# Rolls-Royce plans remote-controlled ships.



## Pat Kennedy (Apr 14, 2007)

A very interesting article in today's Guardian, reveals that Rolls Royce are developing plans for a fleet of giant cargo ships, up to almost a quarter of a mile long and wider than a motorway, able to cross the world's oceans without a captain or crew on board. The remote-controlled vessels, which could set sail within the decade, are the latest development in the growing trend for unmanned vehicles, with drone aircraft already flying and Google planning to introduce driverless cars.
Read the article in full at this link; http://www.theguardian.com/business/2014/may/30/rolls-royce-remote-controlled-cargo-ships
All very well, and very persuasive, but the article does not address such issues as how will these ships enter and leave port if there is no crew, no means of getting a pilot on or off, and apparently, no access to any controls on board, the whole shebang is controlled from a remote location maybe on the other side of the planet.


----------



## chadburn (Jun 2, 2008)

Pat Kennedy said:


> A very interesting article in today's Guardian, reveals that Rolls Royce are developing plans for a fleet of giant cargo ships, up to almost a quarter of a mile long and wider than a motorway, able to cross the world's oceans without a captain or crew on board. The remote-controlled vessels, which could set sail within the decade, are the latest development in the growing trend for unmanned vehicles, with drone aircraft already flying and Google planning to introduce driverless cars. Read the article in full at this link; http://www.theguardian.com/business/2014/may/30/rolls-royce-remote-controlled-cargo-ships All very well, and very persuasive, but the article does not address such issues as how will these ships enter and leave port if there is no crew, no means of getting a pilot on eror off, and apparently, no access to any controls on board, the whole shebang is controlled from a remote location maybe on the other side of the rplanet.

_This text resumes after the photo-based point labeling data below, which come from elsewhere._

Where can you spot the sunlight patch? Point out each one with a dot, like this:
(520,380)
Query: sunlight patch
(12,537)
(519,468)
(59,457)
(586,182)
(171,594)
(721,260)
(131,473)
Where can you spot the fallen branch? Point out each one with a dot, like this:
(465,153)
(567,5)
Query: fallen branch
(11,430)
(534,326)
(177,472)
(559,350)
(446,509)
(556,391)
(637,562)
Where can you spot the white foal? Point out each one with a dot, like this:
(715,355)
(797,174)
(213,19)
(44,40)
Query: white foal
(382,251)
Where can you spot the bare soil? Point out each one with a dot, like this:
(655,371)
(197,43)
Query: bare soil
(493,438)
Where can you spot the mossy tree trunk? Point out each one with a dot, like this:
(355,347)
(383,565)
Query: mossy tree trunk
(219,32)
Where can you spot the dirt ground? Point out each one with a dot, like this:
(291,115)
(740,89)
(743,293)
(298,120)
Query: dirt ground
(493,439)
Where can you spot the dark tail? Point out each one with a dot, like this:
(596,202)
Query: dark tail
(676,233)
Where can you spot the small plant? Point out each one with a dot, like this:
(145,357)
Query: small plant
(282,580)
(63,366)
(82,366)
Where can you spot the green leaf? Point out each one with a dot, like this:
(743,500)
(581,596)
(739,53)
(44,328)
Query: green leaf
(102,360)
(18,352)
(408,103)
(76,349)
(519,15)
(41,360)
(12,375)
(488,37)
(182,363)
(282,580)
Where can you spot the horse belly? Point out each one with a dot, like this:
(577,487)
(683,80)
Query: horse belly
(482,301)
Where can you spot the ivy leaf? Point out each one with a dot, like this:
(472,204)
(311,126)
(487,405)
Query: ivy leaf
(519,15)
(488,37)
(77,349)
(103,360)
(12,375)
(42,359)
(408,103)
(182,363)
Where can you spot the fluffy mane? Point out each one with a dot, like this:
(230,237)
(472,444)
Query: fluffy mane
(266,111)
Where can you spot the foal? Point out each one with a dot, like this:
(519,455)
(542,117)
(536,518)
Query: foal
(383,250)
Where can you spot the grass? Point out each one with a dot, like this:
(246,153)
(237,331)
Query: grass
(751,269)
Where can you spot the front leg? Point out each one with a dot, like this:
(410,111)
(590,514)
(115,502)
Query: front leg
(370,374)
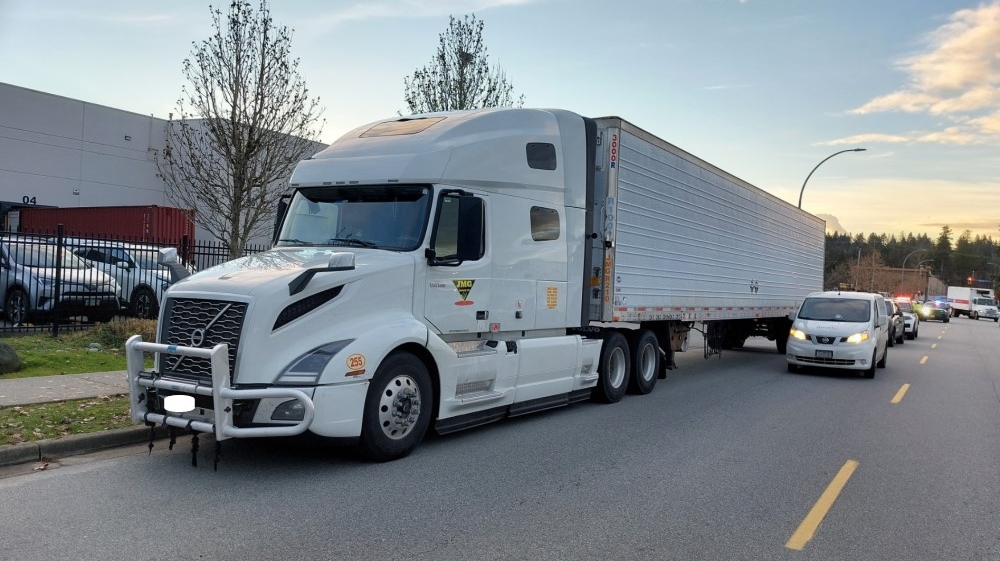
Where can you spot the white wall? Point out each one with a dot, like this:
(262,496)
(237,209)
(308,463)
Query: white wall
(61,152)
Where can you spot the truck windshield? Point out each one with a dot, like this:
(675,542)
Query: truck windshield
(392,217)
(835,309)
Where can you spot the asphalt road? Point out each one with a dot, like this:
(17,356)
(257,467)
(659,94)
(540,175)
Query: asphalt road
(728,458)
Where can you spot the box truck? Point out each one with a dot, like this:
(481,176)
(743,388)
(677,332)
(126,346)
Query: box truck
(973,302)
(442,271)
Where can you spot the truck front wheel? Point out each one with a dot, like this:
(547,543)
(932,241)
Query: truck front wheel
(613,370)
(398,408)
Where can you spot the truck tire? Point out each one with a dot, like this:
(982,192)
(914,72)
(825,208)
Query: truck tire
(645,351)
(398,408)
(613,370)
(15,308)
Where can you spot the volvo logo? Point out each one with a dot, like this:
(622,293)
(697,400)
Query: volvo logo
(197,337)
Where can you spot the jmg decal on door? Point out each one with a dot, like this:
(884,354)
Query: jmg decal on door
(464,287)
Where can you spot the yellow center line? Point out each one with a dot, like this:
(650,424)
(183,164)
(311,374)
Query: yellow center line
(808,527)
(901,393)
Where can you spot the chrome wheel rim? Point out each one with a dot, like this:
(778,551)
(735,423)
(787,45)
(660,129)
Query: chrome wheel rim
(399,407)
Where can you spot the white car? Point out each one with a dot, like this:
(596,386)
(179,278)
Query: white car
(848,330)
(141,270)
(29,268)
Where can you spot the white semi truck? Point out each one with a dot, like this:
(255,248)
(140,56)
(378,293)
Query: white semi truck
(448,270)
(972,302)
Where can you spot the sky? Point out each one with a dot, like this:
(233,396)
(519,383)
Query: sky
(764,89)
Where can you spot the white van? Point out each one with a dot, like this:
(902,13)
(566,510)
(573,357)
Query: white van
(848,330)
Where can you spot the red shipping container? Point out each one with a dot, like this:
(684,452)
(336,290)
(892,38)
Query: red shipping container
(150,224)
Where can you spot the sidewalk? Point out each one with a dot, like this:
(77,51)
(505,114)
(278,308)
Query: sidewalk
(44,389)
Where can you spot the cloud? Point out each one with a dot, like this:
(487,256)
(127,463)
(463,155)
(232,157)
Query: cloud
(956,77)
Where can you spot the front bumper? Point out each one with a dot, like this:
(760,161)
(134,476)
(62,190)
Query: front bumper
(219,416)
(849,356)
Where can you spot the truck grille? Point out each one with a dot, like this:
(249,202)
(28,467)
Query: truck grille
(192,322)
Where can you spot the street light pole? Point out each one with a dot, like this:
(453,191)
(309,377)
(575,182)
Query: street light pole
(821,163)
(926,284)
(902,273)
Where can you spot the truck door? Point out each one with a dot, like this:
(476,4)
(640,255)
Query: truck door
(459,274)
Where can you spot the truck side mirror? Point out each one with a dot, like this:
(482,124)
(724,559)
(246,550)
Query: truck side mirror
(459,230)
(279,216)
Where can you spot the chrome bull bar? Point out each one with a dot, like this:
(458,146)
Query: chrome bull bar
(221,392)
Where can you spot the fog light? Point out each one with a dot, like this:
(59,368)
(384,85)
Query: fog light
(178,403)
(289,411)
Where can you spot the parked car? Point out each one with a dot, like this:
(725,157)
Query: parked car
(28,276)
(834,329)
(140,270)
(897,324)
(911,319)
(935,310)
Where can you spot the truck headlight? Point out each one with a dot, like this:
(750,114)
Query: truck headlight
(858,337)
(291,410)
(307,368)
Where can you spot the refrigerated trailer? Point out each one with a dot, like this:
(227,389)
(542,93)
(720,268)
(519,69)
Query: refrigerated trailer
(446,270)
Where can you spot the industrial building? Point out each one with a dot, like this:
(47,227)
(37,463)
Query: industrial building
(61,152)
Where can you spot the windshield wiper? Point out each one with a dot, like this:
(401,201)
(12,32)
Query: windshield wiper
(296,241)
(352,241)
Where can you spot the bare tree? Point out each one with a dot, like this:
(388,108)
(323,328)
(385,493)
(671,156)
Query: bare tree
(459,76)
(246,119)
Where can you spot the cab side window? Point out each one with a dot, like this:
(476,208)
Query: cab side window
(544,224)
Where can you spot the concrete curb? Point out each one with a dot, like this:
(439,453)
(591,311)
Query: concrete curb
(27,452)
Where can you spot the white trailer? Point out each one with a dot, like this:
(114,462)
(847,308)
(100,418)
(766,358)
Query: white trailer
(452,269)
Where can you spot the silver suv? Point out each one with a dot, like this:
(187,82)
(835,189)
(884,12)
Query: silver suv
(142,271)
(28,274)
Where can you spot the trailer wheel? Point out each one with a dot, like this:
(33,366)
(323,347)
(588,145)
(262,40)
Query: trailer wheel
(613,370)
(398,408)
(645,350)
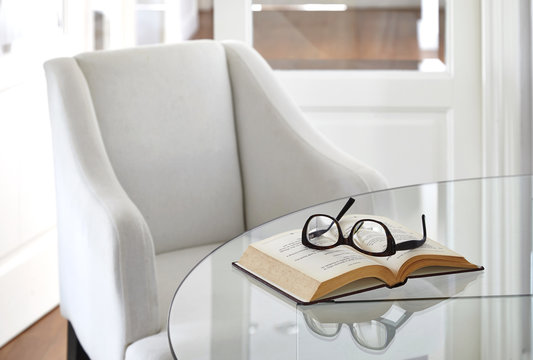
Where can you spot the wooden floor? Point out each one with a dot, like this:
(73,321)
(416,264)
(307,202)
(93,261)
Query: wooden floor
(44,340)
(351,39)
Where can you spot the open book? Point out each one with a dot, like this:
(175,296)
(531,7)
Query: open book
(307,276)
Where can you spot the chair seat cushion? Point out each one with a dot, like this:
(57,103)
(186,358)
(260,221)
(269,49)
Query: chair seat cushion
(171,269)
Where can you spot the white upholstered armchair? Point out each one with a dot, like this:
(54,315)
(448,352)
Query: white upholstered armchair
(151,142)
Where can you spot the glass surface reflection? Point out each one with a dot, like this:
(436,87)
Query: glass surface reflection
(218,313)
(457,328)
(373,324)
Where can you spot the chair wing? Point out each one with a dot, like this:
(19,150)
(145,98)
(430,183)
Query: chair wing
(107,273)
(286,164)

My understanding is that there will be un-docking and docking Crews who will use a Helicopter to get off and on, it will be a surprise if they cannot be switched to local control. I don't think that there is any doubt it will happen as I would think Shipowners would very keen to progress it.


----------



## Alistair Macnab (May 13, 2008)

*Remote Controlled Unmanned Merchant Ships......*

This topic has already been raised in another SN site. Anyway, the question of how an unmanned ship can be handled during port arrival and departure posits the question of what a future pilot service will consist? Perhaps when the pilot boards he will be accompanied by a mooring gang and quartermaster.
It's an exciting thought and this may be the future of all certified mariners - doing their job always close to home with civilized hours of employment!


----------



## chadburn (Jun 2, 2008)

Unfortunately I doubt they will use certified Mariners barring for the Pilot and Quartermaster. Most probably be trained up Foyboat men on Contract who are familiar with the mooring of vessels.


----------



## RHP (Nov 1, 2007)

'Wider than a motorway.' Beam is limited by the extension and lifting capacity of the gantries, not the desire of a ship designer.

I find it odd that a radio controlled ship could ride a storm better than a crewed vessel, assess damage and options and respond to emergency situations be they pirates or assisting in mayday scenarios etc.. but who am I?


----------



## endure (Apr 16, 2007)

If there were no-one on board they'd have to be pulled out of service to do all the maintenance that's done every day at sea. Surely any cost savings would be wiped out by down time?


----------